Controversy has raged for nine years, but now it seems the fate of a landmark Beijing building is sealed.

Controversy has raged for nine years, but now it seems the fate of a landmark Beijing building is sealed.

A 180-meter chimney, dubbed “the most obtrusive building on the West Second Ring Road,” will be transformed into a spacious observation deck — just 8 meters above the ground.

The chimney was built in 1976 for the Beijing No. 2 thermal power plant, which was moved to the suburbs in 2009 to reduce air pollution.

The site has since been redeveloped as a culture and art district, similar to the Beijing 798 Art Zone.

Wang Wu, director of the renovation project, says the plan to lower the chimney was drawn up by a team from the Architectural Design and Research Institute of Tsinghua University and delivered to the city planning department in July.

Before the 2008 Olympic Games, Beijing cracked down on pollution and dismantled chimneys pouring noxious particles into the air. But the highest chimney in the downtown area remained, fueling a heated debate over its fate.

Supporters of demolition argue the chimney is in “wrong place” and a blot on the surrounding cityscape.

Just 92 meters away is the Tianning Pagoda, built 898 years ago, Beijing’s oldest surviving religious building.

The 58-meter pagoda is in Tianning Temple, which was destroyed iabout 700 years ago and rebuilt in the late Ming Dynasty (1368-1644). Famous for its chrysanthemum garden, the temple attracted crowds of visitors before 1949.

“The chimney does not respect nearby cultural relics,” argues Huo Chunlong, chief designer of the renovation plan.

“Cultural relics protection law prohibits higher facilities within a kilometer of historic sites, let alone within 100 meters.”

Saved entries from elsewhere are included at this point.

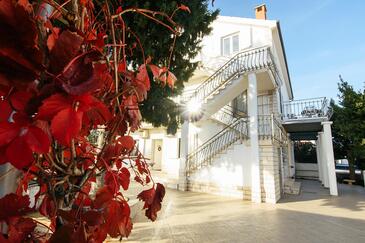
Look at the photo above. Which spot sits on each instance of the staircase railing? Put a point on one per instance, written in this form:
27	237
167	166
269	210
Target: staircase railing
269	127
204	154
242	62
227	115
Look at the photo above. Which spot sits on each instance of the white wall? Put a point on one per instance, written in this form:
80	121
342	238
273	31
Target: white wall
228	170
252	33
306	170
170	149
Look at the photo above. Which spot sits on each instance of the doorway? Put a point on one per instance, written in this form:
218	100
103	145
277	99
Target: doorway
157	154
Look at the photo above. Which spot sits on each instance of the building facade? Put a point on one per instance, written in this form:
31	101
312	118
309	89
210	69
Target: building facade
240	119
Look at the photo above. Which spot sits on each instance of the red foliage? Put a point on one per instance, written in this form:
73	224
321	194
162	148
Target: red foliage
57	84
152	200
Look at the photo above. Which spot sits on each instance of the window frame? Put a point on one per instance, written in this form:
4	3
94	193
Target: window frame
232	50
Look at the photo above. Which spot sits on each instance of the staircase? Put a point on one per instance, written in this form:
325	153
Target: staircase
214	94
226	82
204	154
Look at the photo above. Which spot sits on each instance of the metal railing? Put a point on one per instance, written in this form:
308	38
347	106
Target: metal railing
242	62
204	154
269	127
227	115
307	109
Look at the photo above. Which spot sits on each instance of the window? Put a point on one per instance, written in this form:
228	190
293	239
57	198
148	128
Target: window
230	44
239	104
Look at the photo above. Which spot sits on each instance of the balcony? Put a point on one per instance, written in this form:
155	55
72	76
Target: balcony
305	115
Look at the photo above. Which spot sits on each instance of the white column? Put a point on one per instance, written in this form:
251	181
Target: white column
330	159
323	160
255	157
182	186
319	162
291	158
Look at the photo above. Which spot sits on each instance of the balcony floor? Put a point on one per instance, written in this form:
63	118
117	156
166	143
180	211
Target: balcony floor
303	125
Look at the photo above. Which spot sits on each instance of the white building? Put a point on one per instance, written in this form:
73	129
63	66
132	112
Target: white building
241	119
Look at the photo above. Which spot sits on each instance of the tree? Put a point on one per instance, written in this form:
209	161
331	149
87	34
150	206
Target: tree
349	125
159	109
66	67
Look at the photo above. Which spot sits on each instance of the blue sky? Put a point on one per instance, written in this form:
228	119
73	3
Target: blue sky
323	38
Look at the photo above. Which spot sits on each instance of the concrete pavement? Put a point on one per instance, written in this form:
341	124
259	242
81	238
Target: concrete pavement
313	216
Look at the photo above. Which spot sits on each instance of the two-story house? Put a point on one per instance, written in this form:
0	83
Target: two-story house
240	118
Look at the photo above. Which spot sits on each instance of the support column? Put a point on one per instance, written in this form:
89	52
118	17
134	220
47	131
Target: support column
330	159
291	158
323	160
319	162
255	157
183	185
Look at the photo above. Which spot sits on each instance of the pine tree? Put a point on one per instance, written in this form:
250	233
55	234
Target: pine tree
349	125
159	109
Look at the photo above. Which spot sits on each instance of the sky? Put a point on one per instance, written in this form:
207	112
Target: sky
323	39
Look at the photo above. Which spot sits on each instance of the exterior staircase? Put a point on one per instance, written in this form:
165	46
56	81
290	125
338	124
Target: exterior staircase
218	90
204	154
214	94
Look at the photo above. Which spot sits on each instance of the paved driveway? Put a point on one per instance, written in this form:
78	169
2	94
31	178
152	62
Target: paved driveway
314	216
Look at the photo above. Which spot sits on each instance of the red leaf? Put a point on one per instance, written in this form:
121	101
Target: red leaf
52	38
8	131
37	140
98	112
12	205
20	99
48	207
118	220
19	160
66	125
126	143
63	234
121	66
103	196
81	76
184	8
52	105
124	178
171	79
66	48
143	76
5	110
92	218
152	198
20	229
3	158
111	180
21	58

The Beijing government implemented height restrictions of 30 meters in the 1980s to preserve the city’s skyline.

“The factory was built during the ‘cultural revolution (1966-76),’ when people had little awareness of cultural heritage,” says Yang Zhenhua, a former city planning adviser.

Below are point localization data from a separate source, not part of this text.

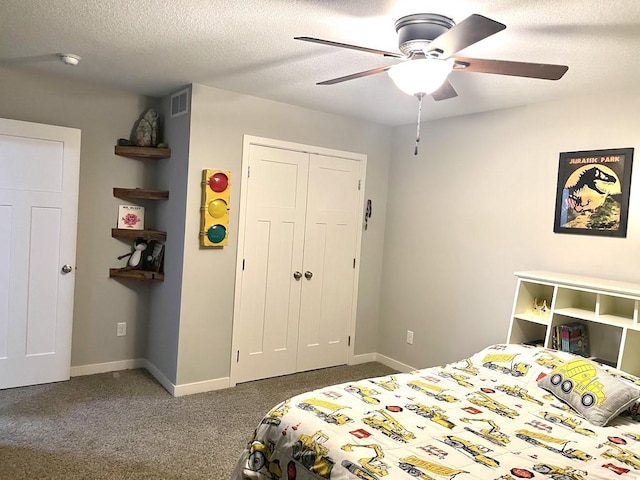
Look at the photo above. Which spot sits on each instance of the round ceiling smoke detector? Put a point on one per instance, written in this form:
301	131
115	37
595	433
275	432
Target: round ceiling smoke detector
69	58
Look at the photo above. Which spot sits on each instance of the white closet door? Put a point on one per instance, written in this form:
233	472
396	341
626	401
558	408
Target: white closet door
273	249
39	167
328	297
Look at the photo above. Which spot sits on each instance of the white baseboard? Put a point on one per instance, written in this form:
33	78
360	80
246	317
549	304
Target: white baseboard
213	384
108	367
201	387
391	363
160	377
363	358
187	388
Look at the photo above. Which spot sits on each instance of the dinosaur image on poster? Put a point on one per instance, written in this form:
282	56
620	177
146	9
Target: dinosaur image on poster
593	192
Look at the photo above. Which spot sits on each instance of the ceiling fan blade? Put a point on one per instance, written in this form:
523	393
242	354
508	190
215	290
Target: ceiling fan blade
471	30
353	76
352	47
445	91
544	71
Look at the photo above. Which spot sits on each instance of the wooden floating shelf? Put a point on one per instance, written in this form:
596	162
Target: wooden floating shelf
141	275
140	193
142	152
133	234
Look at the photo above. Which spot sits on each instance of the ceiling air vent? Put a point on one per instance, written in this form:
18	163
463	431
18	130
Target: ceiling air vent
180	103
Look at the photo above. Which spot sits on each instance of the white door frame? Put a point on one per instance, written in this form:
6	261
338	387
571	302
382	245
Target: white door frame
249	140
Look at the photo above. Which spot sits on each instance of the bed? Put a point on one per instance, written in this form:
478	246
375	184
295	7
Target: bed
502	413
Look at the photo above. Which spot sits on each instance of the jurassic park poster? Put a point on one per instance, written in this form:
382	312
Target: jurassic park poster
593	192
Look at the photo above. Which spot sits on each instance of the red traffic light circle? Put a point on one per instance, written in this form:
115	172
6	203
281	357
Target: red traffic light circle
218	182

The power plant was built in 1976 to supply heat and electricity to an area of 520,000 square meters in the city center, including Zhongnanhai, the Great Hall of the People, and Diaoyutai State Guesthouse.

A forest of chimneys was then regarded as a sign of modernization. 

More than 14,000 industrial chimneys were visible in Beijing in the 1980s, when industrial output reached 63.7 percent of the capital’s gross domestic product and air pollution was severe.

In 1983, the central government required Beijing to become “a political and cultural center” and “no longer develop heavy industry.” 

For this reason, some scholars say the chimney should be kept as a reminder of a bygone era.

“The chimney and the pagoda have coexisted for 40 years, and the two buildings together have become new historic relics,” says Zhao Zhongshu, a senior engineer at the China Academy of Urban Planning and Design.

“Understanding of architectural heritage is constantly developed and enriched. I don’t agree the chimney should be dismantled. It should be protected as industrial heritage.”

But opponents dispute the concept of “industrial heritage.”

“It is only 40 years old and has no special value or features compared with other chimneys,” says Zhu Zuxi, vice director of the Beijing Geographic Society.